Generated output (Japanese):  その気持ち、よく分かります！ 😊 

「自分のペースで、自分のやりたいことを追求したい」という気持ちって、とても素晴らしいですね。 

でも、時には周囲の人と協力したり、助け合うことも大切です。 
周りの人に「邪魔」だと感じられるようなことは、他に良い方法はないかな？ 😊

もし、何か困っていることがあれば、気軽に相談してくださいね！  




<end_of_turn>


# Multilingual translations

In [13]:
# Use MarianMT model as a function to translate text
def translate_text(text, target_language):
    """Translates text from Japanese to the target language using MarianMT models."""
    
    # Step 1: Model name based on the target language, e.g. Spanish (Español), Italian (Italiano), French (Français), English
    model_name = f'Helsinki-NLP/opus-mt-ja-{target_language}'
    
    # Step 2: Tokenizer and model for translation
    tokenizer = MarianTokenizer.from_pretrained(model_name)
    model = MarianMTModel.from_pretrained(model_name)
    
    # Step 3: Input text tokenization
    tokenized_text = tokenizer(text, return_tensors='pt', padding=True)
    
    # Step 4: Generate translation
    translated = model.generate(**tokenized_text)
    
    # Step 5: Decode output for text translation
    return tokenizer.decode(translated[0], skip_special_tokens=True)

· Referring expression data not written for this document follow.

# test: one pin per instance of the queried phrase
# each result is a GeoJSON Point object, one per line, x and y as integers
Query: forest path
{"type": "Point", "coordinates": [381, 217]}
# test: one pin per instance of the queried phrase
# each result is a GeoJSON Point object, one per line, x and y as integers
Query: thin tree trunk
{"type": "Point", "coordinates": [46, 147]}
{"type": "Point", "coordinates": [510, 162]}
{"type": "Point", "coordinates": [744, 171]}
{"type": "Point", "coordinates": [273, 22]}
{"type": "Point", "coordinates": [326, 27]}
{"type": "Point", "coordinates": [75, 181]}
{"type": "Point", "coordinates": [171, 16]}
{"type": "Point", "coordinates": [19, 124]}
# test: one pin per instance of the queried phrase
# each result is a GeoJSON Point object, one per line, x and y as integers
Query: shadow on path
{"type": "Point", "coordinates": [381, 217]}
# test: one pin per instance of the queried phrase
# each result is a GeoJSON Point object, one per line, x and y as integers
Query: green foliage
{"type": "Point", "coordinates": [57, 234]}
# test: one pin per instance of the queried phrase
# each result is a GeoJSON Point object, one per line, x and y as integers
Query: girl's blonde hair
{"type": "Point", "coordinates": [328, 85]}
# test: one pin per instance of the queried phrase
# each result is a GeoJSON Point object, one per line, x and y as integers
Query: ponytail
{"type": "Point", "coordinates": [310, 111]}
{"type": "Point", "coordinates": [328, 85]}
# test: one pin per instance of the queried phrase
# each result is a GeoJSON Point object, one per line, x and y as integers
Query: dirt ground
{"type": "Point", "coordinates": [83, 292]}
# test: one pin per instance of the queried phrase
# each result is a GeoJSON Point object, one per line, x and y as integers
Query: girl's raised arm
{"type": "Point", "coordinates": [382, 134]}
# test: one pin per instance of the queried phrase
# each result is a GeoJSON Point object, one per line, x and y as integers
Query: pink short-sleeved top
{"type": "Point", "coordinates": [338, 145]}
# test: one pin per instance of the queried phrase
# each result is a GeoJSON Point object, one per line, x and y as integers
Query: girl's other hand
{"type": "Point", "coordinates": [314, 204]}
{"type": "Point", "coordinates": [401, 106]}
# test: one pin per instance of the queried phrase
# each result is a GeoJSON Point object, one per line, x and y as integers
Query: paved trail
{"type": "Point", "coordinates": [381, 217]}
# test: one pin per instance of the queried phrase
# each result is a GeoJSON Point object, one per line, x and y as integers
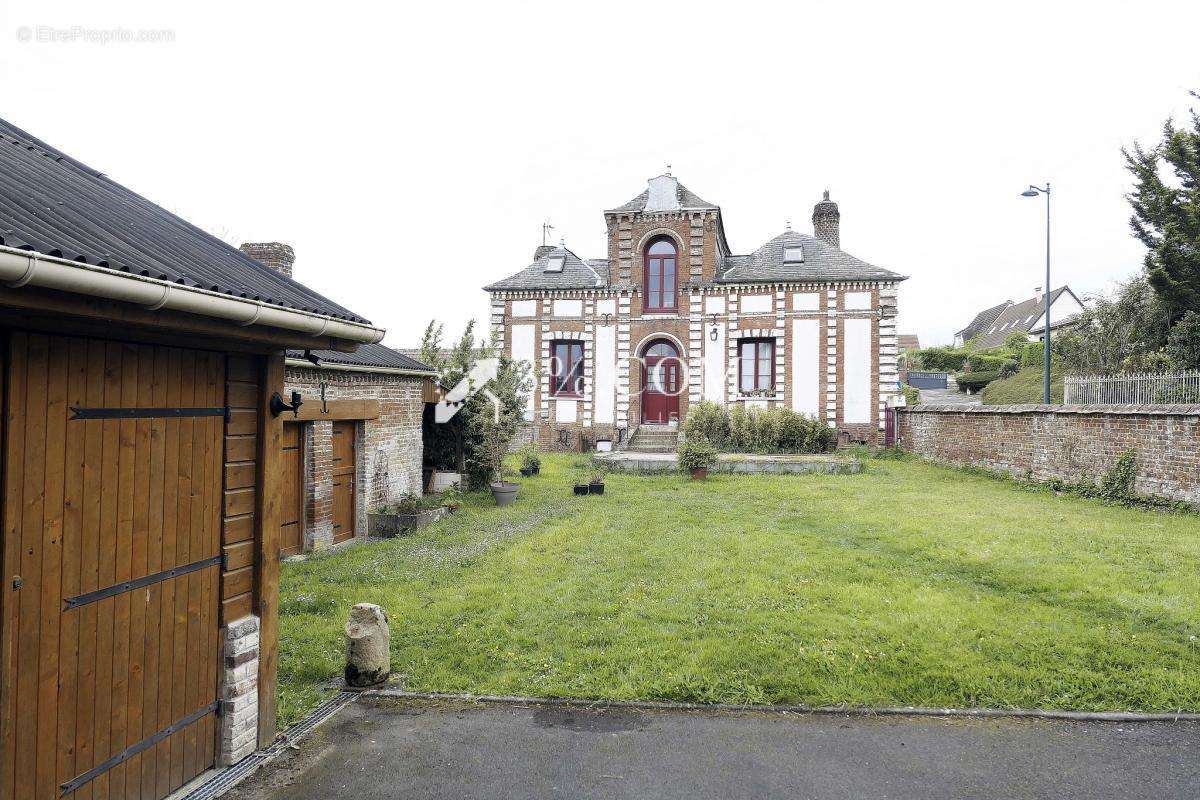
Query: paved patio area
{"type": "Point", "coordinates": [384, 749]}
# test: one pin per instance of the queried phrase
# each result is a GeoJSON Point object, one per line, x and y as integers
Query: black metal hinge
{"type": "Point", "coordinates": [145, 581]}
{"type": "Point", "coordinates": [147, 413]}
{"type": "Point", "coordinates": [129, 752]}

# Retrieve the lyric example
japanese_lyric = "けして誰にも邪魔はさせない"

# Perform translation to Spanish, Italian, French and English
spanish_translation = translate_text(japanese_lyric, 'es')
portuguese_translation = translate_text(japanese_lyric, 'pt')
italian_translation = translate_text(japanese_lyric, 'it')
french_translation = translate_text(japanese_lyric, 'fr')
danish_translation = translate_text(japanese_lyric, 'da')
swedish_translation = translate_text(japanese_lyric, 'sv')
hungarian_translation = translate_text(japanese_lyric, 'hu')
finnish_translation = translate_text(japanese_lyric, 'fi')
german_translation = translate_text(japanese_lyric, 'de')
dutch_translation = translate_text(japanese_lyric, 'nl')
english_translation = translate_text(japanese_lyric, 'en')

# Print the translations
print("Japanese input: ", japanese_lyric)
print("Translation in Spanish: ", spanish_translation)
print("Translation in Portuguese: ", portuguese_translation)
print("Translation in Italian: ", italian_translation)
print("Translation in French: ", french_translation)
print("Translation in Danish: ", danish_translation)
print("Translation in Swedish: ", swedish_translation)
print("Translation in Hungarian: ", hungarian_translation)
print("Translation in Finnish: ", finnish_translation)
print("Translation in German: ", german_translation)
print("Translation in Dutch: ", dutch_translation)
print("Translation in English: ", english_translation)

Japanese input:  けして誰にも邪魔はさせない
Translation in Spanish:  No voy a dejar que nadie se meta en mi camino.
Translation in Portuguese:  Não vou deixar que ninguém se meta no meu caminho.
Translation in Italian:  Non permettero' a nessuno di interferire.
Translation in French:  Je ne laisserai personne m'en empêcher.
Translation in Danish:  Jeg vil ikke lade nogen komme i vejen for dig.
Translation in Swedish:  Jag tänker inte låta någon störa mig.
Translation in Hungarian:  Senki sem állhat az utamba.
Translation in Finnish:  En anna kenenkään häiritä sinua.
Translation in German:  Ich lasse niemanden aus dem Weg gehen.
Translation in Dutch:  Ik laat niemand je in de weg staan.
Translation in English:  I'm not letting anyone get in my way.